In an interview with New York Times opinion columnist Maureen Dowd, published Saturday, the Vermont senator ruled out supporting a party line infrastructure plan amounting to either $ 2 trillion or $ 3 trillion.
—Maureen Dowd (@maureendowd) July 10, 2021
They seemed to include broadband, climate, childcare, universal pre-K, paid family and medical leave, Medicare expansion and housing among others.
“Does anyone deny that our childcare system, for example, is a disaster?” Sanders told Dowd. “Does anyone deny that pre-K is also totally inadequate? Does anyone deny that there is something absurd that our young people can not afford to go to college or leave school deep in debt? Does anyone deny that our physical infrastructure is collapsing? “
Sander’s remarks could potentially create a showdown with Sen. Joe Manchin of West Virginia as Democrats move forward with a reconciliation spending package.
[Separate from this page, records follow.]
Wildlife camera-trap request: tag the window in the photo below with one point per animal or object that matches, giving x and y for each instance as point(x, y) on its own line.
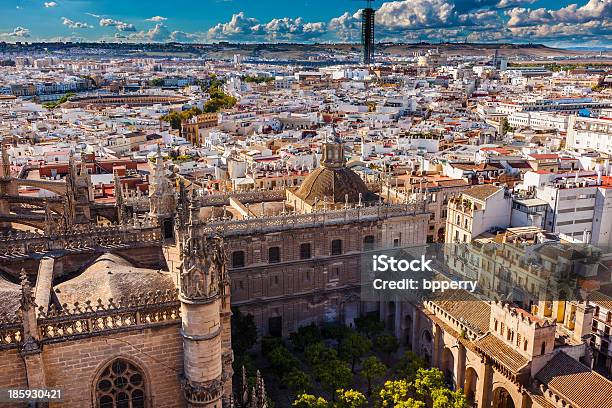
point(368, 243)
point(305, 251)
point(121, 384)
point(337, 247)
point(273, 254)
point(237, 259)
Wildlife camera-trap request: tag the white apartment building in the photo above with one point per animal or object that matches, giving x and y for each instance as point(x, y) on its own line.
point(579, 210)
point(590, 133)
point(538, 121)
point(601, 334)
point(565, 105)
point(477, 210)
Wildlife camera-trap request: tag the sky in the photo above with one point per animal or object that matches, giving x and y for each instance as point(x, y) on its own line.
point(560, 23)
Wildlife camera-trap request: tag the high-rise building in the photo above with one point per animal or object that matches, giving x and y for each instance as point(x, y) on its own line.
point(367, 33)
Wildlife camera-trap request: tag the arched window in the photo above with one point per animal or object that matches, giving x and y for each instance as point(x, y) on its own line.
point(121, 385)
point(336, 247)
point(273, 254)
point(368, 243)
point(237, 259)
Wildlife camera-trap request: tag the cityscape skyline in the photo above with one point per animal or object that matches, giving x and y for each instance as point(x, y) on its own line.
point(559, 24)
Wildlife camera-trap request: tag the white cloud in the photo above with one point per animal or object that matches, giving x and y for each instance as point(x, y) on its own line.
point(74, 24)
point(238, 25)
point(119, 25)
point(157, 19)
point(414, 14)
point(513, 3)
point(346, 27)
point(593, 10)
point(20, 32)
point(289, 29)
point(181, 36)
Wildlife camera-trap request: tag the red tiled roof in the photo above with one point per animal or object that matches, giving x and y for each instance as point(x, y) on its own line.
point(575, 382)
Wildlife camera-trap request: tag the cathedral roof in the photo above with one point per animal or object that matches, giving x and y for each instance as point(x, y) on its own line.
point(10, 296)
point(333, 184)
point(501, 352)
point(575, 382)
point(111, 276)
point(465, 307)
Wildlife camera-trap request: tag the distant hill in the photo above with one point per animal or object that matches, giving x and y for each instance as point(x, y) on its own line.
point(288, 51)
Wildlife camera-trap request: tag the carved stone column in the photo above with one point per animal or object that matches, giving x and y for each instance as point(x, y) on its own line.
point(483, 389)
point(202, 288)
point(30, 347)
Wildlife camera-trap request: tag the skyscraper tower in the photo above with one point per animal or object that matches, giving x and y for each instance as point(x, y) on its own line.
point(367, 33)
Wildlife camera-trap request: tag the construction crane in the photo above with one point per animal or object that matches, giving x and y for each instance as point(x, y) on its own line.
point(367, 33)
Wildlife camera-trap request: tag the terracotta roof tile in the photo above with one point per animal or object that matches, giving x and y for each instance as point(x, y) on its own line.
point(482, 192)
point(578, 384)
point(502, 352)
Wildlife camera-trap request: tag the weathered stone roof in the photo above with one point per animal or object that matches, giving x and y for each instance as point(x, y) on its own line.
point(482, 192)
point(111, 276)
point(461, 305)
point(575, 382)
point(334, 184)
point(10, 296)
point(500, 351)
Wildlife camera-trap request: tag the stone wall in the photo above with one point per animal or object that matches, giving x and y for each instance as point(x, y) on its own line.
point(12, 372)
point(73, 366)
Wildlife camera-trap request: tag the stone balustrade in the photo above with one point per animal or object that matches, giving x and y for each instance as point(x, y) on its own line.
point(315, 219)
point(80, 237)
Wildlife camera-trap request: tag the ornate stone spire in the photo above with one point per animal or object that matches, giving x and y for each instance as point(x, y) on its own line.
point(122, 215)
point(161, 192)
point(333, 151)
point(202, 281)
point(6, 163)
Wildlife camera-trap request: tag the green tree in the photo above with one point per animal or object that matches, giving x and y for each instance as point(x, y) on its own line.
point(372, 369)
point(244, 332)
point(397, 393)
point(317, 353)
point(369, 325)
point(445, 398)
point(310, 401)
point(298, 381)
point(350, 399)
point(353, 347)
point(334, 374)
point(386, 343)
point(408, 365)
point(428, 380)
point(304, 336)
point(282, 361)
point(336, 332)
point(269, 343)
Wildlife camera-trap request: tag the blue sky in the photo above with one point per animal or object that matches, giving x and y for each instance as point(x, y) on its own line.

Reconciliation is a legislative tactic Democrats are ready to use and circumvent Republicans because only a simple majority is needed for certain bills.
The party has a narrow majority in Parliament and a 50-50 Senate that relies on a draw from Vice President Kamala Harris. Every Senate Democrat must be on board as a result otherwise the package fails.
Manchin has made it clear that he favors a party line package that is fully paid with tax increases and does not grow government debt. He previously suggested a price tag of $ 2 trillion.
“I have agreed that it can be done. I just have not agreed the amount,” he told MSNBC late last month. “I have not seen everything everyone wants to put in the bill.”
As chairman of the Senate Budget Committee, Sanders has a huge influence on reconciliation, as the panel helps set the overall level of spending. Senate Democrats weigh up to $ 6 trillion in spending aimed at revising the economy with new initiatives in child care, higher education, monthly cash payments to families and clean energy programs.
Manchin, along with a few other Senate Democrats like Sen. Mark Warner of Virginia, has already failed to support $ 6 trillion in spending, making cuts likely.
President Joe Biden has already signed a $ 1 trillion infrastructure deal with a key group of lawmakers focused on roads, bridges and highways. But House Speaker Nancy Pelosi has dug into not adhering to the plan until the Senate also approves a separate reconciliation package that includes measures that are unlikely to draw Republican support.
It is unclear whether that will eventually pass, as Senate Minority Leader Mitch McConnell has not thrown his support behind it yet. So far, Senate Majority Leader Chuck Schumer has told Democrats to gear up for potentially long days ahead to begin the reconciliation process before the August deadline next month.
“Be aware that time is of the essence and we have a lot of work to do,” Schumer wrote Friday in a letter to Senate Democrats. “Senators should be prepared for the possibility of working long nights, weekends and staying in Washington into the previously scheduled state work period in August.”